Foreclosure of a mezzanine loan under Article 9 offers many benefits to a secured party, chief among them the streamlined process that generally achieves the desired result both faster and more economically than a mortgage foreclosure. A foreclosing mezzanine lender should make sure that at each point in the foreclosure process its actions are carefully considered to minimize the chance of a challenge for lack of commercial reasonableness. The secured party who has followed the recommendations of Moody’s Investors Service in structuring and documenting the mezzanine loan at the outset will be in the best position to negotiate a satisfying outcome in a distressed loan situation.12
One final note: A mezzanine lender must also be careful what it wishes for. Once the foreclosure is completed, the mezzanine lender may find itself in the unfamiliar situation, for which it may be ill-equipped, of having to operate the property and deal with the various competing property interests. Moreover, once the mezzanine lender takes control of the pledged entity, various claims against the distressed entity may only begin to come out of the woodwork.
1. Article 9 governs the perfection of security interests, and refers a secured party to Article 8 in order to determine how perfection is accomplished for both certificated and uncertificated securities where the pledged entity has opted into Article 8. In general, the lender will want to qualify as a “protected purchaser” under Article 8 of the UCC in order to cut off all adverse claims in the pledged equity collateral. For further discussion, see James D. Prendergast and Keith Pearson, “How to Perfect Equity Collateral Under Article 8,” 20 No. 6 Practical Real Estate Lawyer 33 (2004).

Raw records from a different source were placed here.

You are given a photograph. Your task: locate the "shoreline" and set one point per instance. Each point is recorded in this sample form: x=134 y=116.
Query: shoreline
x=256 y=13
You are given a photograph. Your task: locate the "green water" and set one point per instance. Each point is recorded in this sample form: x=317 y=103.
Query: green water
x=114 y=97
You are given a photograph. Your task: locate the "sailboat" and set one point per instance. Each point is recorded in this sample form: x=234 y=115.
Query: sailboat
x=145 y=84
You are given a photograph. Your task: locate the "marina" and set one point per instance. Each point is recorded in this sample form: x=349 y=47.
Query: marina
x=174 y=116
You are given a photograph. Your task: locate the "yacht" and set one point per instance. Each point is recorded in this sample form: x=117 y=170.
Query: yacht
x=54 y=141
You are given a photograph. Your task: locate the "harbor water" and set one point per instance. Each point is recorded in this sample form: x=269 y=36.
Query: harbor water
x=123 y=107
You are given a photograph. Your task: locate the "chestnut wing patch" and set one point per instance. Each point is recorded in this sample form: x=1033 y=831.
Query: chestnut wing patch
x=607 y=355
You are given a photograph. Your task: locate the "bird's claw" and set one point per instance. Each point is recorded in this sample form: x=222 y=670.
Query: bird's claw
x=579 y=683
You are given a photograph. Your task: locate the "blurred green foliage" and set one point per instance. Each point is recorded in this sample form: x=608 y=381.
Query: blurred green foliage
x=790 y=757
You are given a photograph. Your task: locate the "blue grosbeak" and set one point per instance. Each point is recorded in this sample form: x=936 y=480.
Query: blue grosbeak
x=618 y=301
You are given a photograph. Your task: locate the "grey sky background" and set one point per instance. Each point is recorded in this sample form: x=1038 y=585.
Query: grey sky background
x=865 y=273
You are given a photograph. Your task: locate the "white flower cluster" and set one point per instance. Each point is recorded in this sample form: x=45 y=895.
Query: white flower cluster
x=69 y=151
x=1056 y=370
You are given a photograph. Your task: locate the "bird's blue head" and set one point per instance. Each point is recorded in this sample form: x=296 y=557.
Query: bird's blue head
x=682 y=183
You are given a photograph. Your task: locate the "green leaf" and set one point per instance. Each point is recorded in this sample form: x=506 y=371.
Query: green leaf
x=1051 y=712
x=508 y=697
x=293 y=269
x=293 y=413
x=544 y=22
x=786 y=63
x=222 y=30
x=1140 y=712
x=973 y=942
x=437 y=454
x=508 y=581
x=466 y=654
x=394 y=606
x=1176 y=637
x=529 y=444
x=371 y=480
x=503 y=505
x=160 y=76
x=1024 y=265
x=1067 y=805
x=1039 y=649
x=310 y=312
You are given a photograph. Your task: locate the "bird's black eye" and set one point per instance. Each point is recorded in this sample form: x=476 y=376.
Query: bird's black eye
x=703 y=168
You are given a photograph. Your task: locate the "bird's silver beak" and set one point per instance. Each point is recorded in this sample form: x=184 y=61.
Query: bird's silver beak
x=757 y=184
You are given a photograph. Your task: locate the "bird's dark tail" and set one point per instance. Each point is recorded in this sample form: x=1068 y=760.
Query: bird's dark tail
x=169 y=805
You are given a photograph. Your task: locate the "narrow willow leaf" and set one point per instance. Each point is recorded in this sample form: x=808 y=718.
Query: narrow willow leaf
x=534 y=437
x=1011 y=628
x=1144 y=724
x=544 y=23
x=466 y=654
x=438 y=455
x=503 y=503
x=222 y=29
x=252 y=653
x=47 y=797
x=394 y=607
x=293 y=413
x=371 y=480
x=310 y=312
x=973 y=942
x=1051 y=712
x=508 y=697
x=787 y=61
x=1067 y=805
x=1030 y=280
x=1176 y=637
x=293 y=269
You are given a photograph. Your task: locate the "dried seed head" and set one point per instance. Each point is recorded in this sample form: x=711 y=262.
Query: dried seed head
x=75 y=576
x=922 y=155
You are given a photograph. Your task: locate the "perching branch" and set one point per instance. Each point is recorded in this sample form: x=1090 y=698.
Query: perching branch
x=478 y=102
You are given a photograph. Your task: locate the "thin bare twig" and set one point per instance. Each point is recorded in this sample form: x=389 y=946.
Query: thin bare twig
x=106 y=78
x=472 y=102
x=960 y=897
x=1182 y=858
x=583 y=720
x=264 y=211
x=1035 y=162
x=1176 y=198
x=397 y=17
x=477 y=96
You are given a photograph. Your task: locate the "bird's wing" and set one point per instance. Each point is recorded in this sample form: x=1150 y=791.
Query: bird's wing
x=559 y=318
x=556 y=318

2. The industry standard intercreditor agreement can be found at http://www.cmbs.org/WorkArea/ showcontent.aspx?id=10064.
3. Official Comment 7 to UCC §9-610.
4. A UCC Foreclosure Notice Insurance Policy, certifying the identities of security interest holders and lien holders of record, will soon be available from First American Title Insurance Co.
5. UCC §9-610 (c).
6. See Ford & Vlahos v. ITT Commercial Finance Corp., 8 Cal 4th 1220 (1994).
7. For a comprehensive discussion of this issue, see Lynn A. Soukup, “Securities Law and the UCC: When Godzilla Meets Bambi,” 38 UCC L.J. 1 Art. 1 (2005).
8. UCC §9-627(a).
9. UCC §9-620(c)(2)(C).
10. See John C. Murray, “Carveouts to Nonrecourse Loans: They Mean What They Say!,” 19 No. 3 Prac. Real Est. Law. 19 (2003).
11. See the form intercreditor agreement (http://www.cmbs.org/WorkArea/showcontent. aspx?id=10064), at page 6. The institutional investor would need to meet a negotiated assets management threshold, be a ’33 Act “qualified institutional buyer” or meet certain other related requirements.
12. See DANIEL B. RUBOCK, MOODY ’S INVESTORS SERVICE INC., US CMBS AND CRE CDO: MOODY ’S APPROACH TO RATING COMMERCIAL REAL ESTATE MEZZANINE LOANS 3 (2007). Moody’s recommends a pledge of 100 percent of the equity, opting in to Article 8, certificating the equity, filing a financing statement, control of the ability to opt out through hardwire or proxy and the purchase of UCC insurance.